Las restricciones que el Plan Reside impone sobre el centro histórico son bastante específicas, abarcando vías clave como la Avenida de la Reina Victoria y otras arterias importantes. Este enfoque territorial tiene el objetivo de mitigar los efectos negativos que han surgido de la expansión descontrolada de alquileres turísticos en zonas residenciales.

Dentro de este perímetro, se prohíbe el uso de pisos turísticos en edificaciones que son residenciales, incluso si se encuentran en las plantas bajas. Sin embargo, los edificios que no están destinados a la vivienda pueden seguir acogiendo estos alquileres sin limitaciones. Se establece que aquellos edificios catalogados ubicados en calles no terciarizadas solo podrán convertirse en alojamientos turísticos por un periodo limitado de 15 años, siempre que se vinculen a una rehabilitación del inmueble, volviendo a su uso residencial posterior a ese tiempo.

Fuera del área del centro histórico, el Ayuntamiento permite la existencia de pisos turísticos bajo las regulaciones actuales, aunque introduce la estipulación de que este tipo de alojamientos deberá contar con accesos independientes en los primeros y bajos pisos, algo que responde a la consulta pública realizada antes de la aprobación del plan.

El Consistorio también ha decidido implementar incentivos urbanísticos para convertir edificios de uso terciario en residenciales. Esto incluye facilidades como un aumento en la edificabilidad permitida y la habilitación de propiedades obsoletas para el alquiler de viviendas asequibles o proyectos de coliving.

Este tipo de transformaciones solo será permitido en edificios que tengan un estatus de protección especial, asegurando así su adecuada rehabilitación. A día de hoy, existen 210 edificaciones de este tipo dentro del centro histórico de Madrid.

Desde el Área de Urbanismo se ha mencionado que el anterior Plan de Hospedaje facilitó el establecimiento de pisos turísticos en plantas bajas, lo que derivó en el cierre de muchos negocios locales en áreas centrales, al resultar más lucrativa la opción del alquiler turístico.

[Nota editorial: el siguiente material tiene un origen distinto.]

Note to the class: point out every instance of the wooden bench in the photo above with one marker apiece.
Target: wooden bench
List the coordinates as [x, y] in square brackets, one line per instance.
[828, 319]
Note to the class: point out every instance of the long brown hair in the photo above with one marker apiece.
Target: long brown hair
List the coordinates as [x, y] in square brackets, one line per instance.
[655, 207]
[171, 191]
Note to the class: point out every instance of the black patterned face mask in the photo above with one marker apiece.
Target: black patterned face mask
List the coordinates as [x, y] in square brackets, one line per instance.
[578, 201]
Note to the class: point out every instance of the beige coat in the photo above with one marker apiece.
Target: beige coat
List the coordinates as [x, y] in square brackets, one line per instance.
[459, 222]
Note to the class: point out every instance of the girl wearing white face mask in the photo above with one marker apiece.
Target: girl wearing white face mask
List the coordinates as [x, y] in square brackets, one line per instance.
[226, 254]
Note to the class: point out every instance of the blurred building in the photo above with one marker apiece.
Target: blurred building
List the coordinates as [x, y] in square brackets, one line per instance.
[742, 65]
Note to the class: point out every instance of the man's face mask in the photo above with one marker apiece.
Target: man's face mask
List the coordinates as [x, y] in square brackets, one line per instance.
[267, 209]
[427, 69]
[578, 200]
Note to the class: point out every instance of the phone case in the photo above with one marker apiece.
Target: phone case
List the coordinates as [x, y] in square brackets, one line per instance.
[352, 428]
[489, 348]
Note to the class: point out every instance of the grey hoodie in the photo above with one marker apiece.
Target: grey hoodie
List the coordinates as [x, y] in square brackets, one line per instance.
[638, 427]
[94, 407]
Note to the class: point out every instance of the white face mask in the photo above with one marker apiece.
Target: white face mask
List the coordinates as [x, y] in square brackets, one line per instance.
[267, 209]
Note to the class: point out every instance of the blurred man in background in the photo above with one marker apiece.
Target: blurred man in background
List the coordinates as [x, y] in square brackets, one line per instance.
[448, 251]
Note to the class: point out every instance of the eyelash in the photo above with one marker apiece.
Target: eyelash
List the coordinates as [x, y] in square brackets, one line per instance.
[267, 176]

En el periodo comprendido entre 2015 y 2024, un total de 3.306 locales fueron convertidos en viviendas o pisos turísticos.

Con la instauración del Plan Reside, se limita la conversión de locales comerciales a pisos turísticos en la parte central de la ciudad, así como la transformación de espacios en residencias en las principales arterias de actividad económica.

Asimismo, se han establecido restricciones adicionales fuera del centro histórico donde no se permitirá la transformación de comercios en residencias o en pisos turísticos en varias calles emblemáticas de la ciudad, manteniendo un estricto control sobre el impacto en la vida barrial.

Con este nuevo marco, se busca un equilibrio entre las realidades del turismo y la necesidad de preservar las comunidades residenciales, reafirmando la importancia de una planificación urbana responsable en la que se priorice la calidad de vida de los vecinos.

Según el diagnóstico actualizado el año pasado, la ciudad alberga un total de 17.360 establecimientos turísticos, con un alarmante 92,7% de ellos categorizados como viviendas turísticas y apenas un 7,45% que cumple con la legalidad vigente.